Brad wasn’t dismissing strategy. He simply thought “brand” meant logo. I understood this because by then, branding had become synonymous with visual identity for many business owners. If that had been my understanding of brand, I probably would have been skeptical too.
The leaders who dismiss brand are wrong about what brand can be, although that is not entirely their fault. Large enterprises like Apple never lost sight of brand as a strategic discipline. It stayed in the C-suite, shaped culture, guided decisions and drove enterprise value. But for privately held and small to mid-sized businesses, the strategic option was never made accessible. What was offered instead was branding—logos, websites, campaigns—without the supporting foundational work to build upon. So leaders delegated brand to marketing because they didn’t know where else to put it.
Brad had never been offered a strategic option. What he had been offered was branding. And branding, without the foundation beneath it, is as disappointing as he expected it to be.
I spent time learning the business from the inside out. What they actually did, where they created the most value, how they were different from every other firm promising to improve efficiency.
What emerged validated what Brad already knew but had never been able to say clearly enough. His firm’s engagement extended beyond the report. His team coached the recommended changes until they stuck. In the oil sector, where the same inefficiencies tend to reappear the moment outside consultants leave, that was worth a great deal. Brad told me a story that captured it perfectly. Two workers on the floor, months after a consultant had come and gone, look at each other and one says, “What were we supposed to do when this happens?” The other shrugs, “I don’t know. Just go back to doing it the way we’ve always done it.” His firm made sure that conversation never happened by actually installing the change. They stayed until the new way was the only way anyone knew. That distinction was significant. They just had no way to say it in a way that truly landed.
They also had so many names for their different service offerings that prospects could not follow them. There was no brand architecture holding any of it together, no clear way for someone on the outside to understand what they were buying or why it mattered. Brad’s team was working hard to explain a business that was not easily explainable.

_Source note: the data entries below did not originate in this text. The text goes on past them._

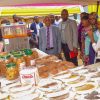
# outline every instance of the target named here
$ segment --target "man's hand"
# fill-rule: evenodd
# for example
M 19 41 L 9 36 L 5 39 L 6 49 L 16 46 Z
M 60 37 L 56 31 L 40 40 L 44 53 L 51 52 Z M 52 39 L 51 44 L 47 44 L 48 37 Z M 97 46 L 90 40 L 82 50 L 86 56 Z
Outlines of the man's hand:
M 78 49 L 77 48 L 73 48 L 74 53 L 78 53 Z

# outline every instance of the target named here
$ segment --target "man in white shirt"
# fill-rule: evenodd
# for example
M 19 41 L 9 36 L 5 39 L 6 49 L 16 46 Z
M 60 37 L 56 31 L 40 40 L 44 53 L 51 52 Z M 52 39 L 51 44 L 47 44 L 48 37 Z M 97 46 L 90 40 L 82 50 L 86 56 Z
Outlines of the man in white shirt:
M 62 22 L 59 24 L 62 50 L 66 60 L 73 62 L 76 66 L 78 66 L 78 28 L 77 23 L 74 20 L 69 19 L 68 16 L 68 11 L 63 9 L 61 12 Z
M 92 38 L 91 40 L 92 40 L 92 47 L 95 50 L 95 52 L 97 52 L 97 57 L 98 57 L 100 56 L 100 19 L 97 21 L 97 27 L 98 27 L 98 30 L 96 31 L 96 35 L 98 37 L 98 41 L 97 43 L 95 43 L 95 41 Z M 97 62 L 100 62 L 100 59 L 97 60 Z

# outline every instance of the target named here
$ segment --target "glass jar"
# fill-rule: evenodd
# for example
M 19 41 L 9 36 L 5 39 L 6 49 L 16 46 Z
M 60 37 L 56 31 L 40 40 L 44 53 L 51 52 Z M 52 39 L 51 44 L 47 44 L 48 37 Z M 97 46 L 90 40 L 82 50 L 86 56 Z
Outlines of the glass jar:
M 35 60 L 33 59 L 33 56 L 32 56 L 33 52 L 32 50 L 30 49 L 26 49 L 25 50 L 25 62 L 26 62 L 26 66 L 34 66 L 35 65 Z
M 7 64 L 6 69 L 6 78 L 8 80 L 15 80 L 18 78 L 18 68 L 15 63 Z
M 2 36 L 4 39 L 15 37 L 13 24 L 2 24 L 1 31 L 2 31 Z
M 23 58 L 23 54 L 15 54 L 13 62 L 16 63 L 19 71 L 25 67 L 25 60 Z
M 24 22 L 16 23 L 14 26 L 16 37 L 27 37 L 27 28 Z
M 6 64 L 11 63 L 13 59 L 10 55 L 4 55 L 1 57 L 0 68 L 1 68 L 1 76 L 6 76 Z

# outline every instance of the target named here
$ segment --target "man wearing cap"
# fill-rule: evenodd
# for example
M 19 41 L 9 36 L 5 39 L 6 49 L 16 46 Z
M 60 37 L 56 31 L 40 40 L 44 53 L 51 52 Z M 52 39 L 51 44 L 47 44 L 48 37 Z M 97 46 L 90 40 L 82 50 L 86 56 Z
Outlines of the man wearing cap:
M 61 33 L 59 28 L 51 24 L 49 16 L 44 18 L 45 26 L 39 31 L 39 49 L 50 55 L 61 52 Z
M 63 9 L 61 12 L 62 22 L 59 24 L 61 31 L 62 50 L 67 61 L 78 65 L 78 30 L 77 23 L 68 18 L 68 10 Z
M 34 46 L 38 48 L 39 29 L 43 27 L 43 23 L 39 22 L 39 17 L 34 17 L 34 22 L 31 24 L 32 38 L 34 40 Z
M 39 36 L 39 29 L 43 27 L 43 23 L 39 22 L 39 17 L 34 17 L 34 22 L 31 24 L 30 29 L 33 30 L 33 34 Z
M 55 15 L 50 14 L 49 17 L 50 17 L 50 20 L 51 20 L 51 24 L 52 24 L 52 25 L 56 25 L 56 23 L 55 23 Z M 56 25 L 56 26 L 57 26 L 57 25 Z

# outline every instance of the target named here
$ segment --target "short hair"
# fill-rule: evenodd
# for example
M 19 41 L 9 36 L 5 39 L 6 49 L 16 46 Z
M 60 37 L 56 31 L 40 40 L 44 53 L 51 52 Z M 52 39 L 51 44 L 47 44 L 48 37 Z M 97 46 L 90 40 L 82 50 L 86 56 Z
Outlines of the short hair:
M 87 15 L 87 16 L 86 16 L 86 15 L 83 16 L 83 17 L 82 17 L 82 20 L 89 20 L 89 15 Z

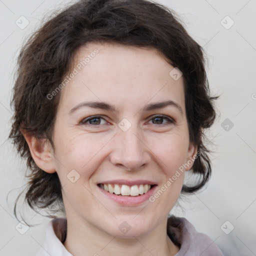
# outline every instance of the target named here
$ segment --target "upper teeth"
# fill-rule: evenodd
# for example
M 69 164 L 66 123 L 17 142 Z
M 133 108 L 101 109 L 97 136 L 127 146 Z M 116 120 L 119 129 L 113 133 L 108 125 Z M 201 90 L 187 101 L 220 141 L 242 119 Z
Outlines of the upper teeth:
M 150 185 L 148 184 L 134 185 L 130 186 L 119 184 L 100 184 L 100 188 L 110 193 L 134 196 L 146 193 L 150 190 Z

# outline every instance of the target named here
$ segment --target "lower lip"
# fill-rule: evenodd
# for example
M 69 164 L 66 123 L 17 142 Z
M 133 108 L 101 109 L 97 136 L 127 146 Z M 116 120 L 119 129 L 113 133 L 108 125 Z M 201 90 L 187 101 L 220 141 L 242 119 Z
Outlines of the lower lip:
M 157 186 L 154 186 L 146 193 L 135 196 L 118 196 L 114 194 L 110 193 L 98 186 L 97 186 L 105 196 L 108 196 L 108 198 L 120 204 L 122 206 L 137 206 L 148 200 L 150 196 L 154 194 Z

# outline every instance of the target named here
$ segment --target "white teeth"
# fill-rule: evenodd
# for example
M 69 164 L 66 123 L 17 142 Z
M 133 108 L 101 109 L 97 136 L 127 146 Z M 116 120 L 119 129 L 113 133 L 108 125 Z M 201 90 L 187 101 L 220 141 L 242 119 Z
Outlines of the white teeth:
M 148 184 L 141 184 L 129 186 L 119 184 L 100 184 L 100 187 L 111 194 L 136 196 L 146 193 L 150 190 L 151 186 Z
M 108 192 L 112 194 L 114 192 L 114 188 L 111 185 L 111 184 L 108 184 Z
M 121 194 L 120 187 L 119 186 L 119 185 L 118 185 L 117 184 L 114 184 L 114 193 L 116 194 Z
M 138 193 L 140 194 L 144 194 L 144 186 L 142 184 L 140 185 L 140 188 L 138 188 Z
M 101 184 L 100 184 L 100 185 L 101 185 Z M 100 186 L 100 188 L 101 188 L 101 186 Z M 104 188 L 106 191 L 108 191 L 108 186 L 106 184 L 104 184 Z
M 130 195 L 134 196 L 138 196 L 138 188 L 137 185 L 132 186 L 130 187 Z
M 121 194 L 122 196 L 130 196 L 130 188 L 127 185 L 122 185 L 121 188 Z

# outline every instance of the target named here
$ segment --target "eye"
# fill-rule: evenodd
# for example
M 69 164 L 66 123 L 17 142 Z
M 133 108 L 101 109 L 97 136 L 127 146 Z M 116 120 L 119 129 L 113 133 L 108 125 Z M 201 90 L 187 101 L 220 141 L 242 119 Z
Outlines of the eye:
M 167 122 L 163 124 L 163 120 L 164 119 L 166 120 L 167 120 Z M 152 116 L 150 119 L 150 121 L 151 121 L 152 120 L 154 120 L 154 121 L 153 121 L 154 124 L 166 124 L 168 123 L 170 124 L 174 122 L 174 120 L 171 118 L 166 116 L 165 116 L 159 114 L 157 116 Z
M 101 120 L 104 120 L 105 124 L 101 124 Z M 98 126 L 99 124 L 107 124 L 106 121 L 101 116 L 89 116 L 86 118 L 83 119 L 80 122 L 81 124 L 91 124 L 92 126 Z

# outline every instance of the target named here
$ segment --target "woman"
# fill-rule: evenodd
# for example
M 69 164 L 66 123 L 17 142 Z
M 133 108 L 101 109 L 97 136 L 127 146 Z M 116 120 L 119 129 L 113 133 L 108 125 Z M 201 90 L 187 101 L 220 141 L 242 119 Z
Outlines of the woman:
M 215 118 L 202 48 L 172 11 L 80 0 L 19 56 L 10 138 L 31 170 L 26 200 L 62 212 L 38 256 L 222 256 L 168 214 L 211 173 Z M 200 177 L 184 184 L 190 171 Z

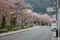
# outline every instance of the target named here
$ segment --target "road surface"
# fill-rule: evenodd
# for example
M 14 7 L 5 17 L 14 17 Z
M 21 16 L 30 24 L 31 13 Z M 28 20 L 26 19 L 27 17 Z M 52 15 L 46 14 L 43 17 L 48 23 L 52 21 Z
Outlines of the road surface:
M 51 40 L 52 32 L 48 26 L 40 26 L 29 31 L 0 38 L 0 40 Z

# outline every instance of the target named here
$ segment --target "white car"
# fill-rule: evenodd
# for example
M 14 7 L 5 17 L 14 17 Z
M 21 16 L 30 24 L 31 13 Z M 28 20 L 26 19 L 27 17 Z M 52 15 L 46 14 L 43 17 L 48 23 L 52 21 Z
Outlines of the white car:
M 54 31 L 56 30 L 57 24 L 56 23 L 52 23 L 51 24 L 51 30 Z

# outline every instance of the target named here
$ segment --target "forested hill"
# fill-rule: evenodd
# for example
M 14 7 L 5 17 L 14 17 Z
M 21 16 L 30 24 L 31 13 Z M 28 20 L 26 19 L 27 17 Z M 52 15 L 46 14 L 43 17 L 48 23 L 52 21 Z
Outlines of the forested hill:
M 30 3 L 33 7 L 34 12 L 46 12 L 46 7 L 53 6 L 54 0 L 25 0 Z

Once they understood that distinction, other things became obvious. Their services had multiplied over the years, each with its own name. Prospects couldn’t follow how the pieces fit together. Sales conversations became longer than they needed to be because the business was trying to explain complexity instead of communicating clarity.
What we discovered was something that had always been true about the business but had become murky as it grew. The distinction Brad’s firm offered was already there, in how they worked, in what their clients actually experienced, in the promise they were keeping every time they stayed to install the change rather than just describe it. The brand work clarified it, validated it and gave it an easier way to communicate within the organization and out into the market.
Brad chose a new logo in the end. He held the old one and the new one side by side before making his decision. By then, though, the logo was no longer the point. The clarity and positioning were the point. The language his team now had to walk into any room and explain, in the same way, what they did differently and why that was actually better.
I have watched this pattern repeat across thirty years of work with owner-led businesses. The skepticism about brand is valid for what they have experienced. However, the skepticism is wrong about what brand can be when it is done earlier and in the right order.
Brand is not the finish; it is the foundation. And the leaders who understand that early on tend to pave the way to substantial growth and a great culture.
I walked into that retreat wondering if I should stop calling myself a brand strategist. I left reminded that the problem was never the work, it was the word.
Brand has become one of the most misunderstood words in business, which is unfortunate because when it is understood correctly, it holds tremendous value. Brad understood the difference before dinner was over. I’ve spent the years since trying to help more leaders understand it too.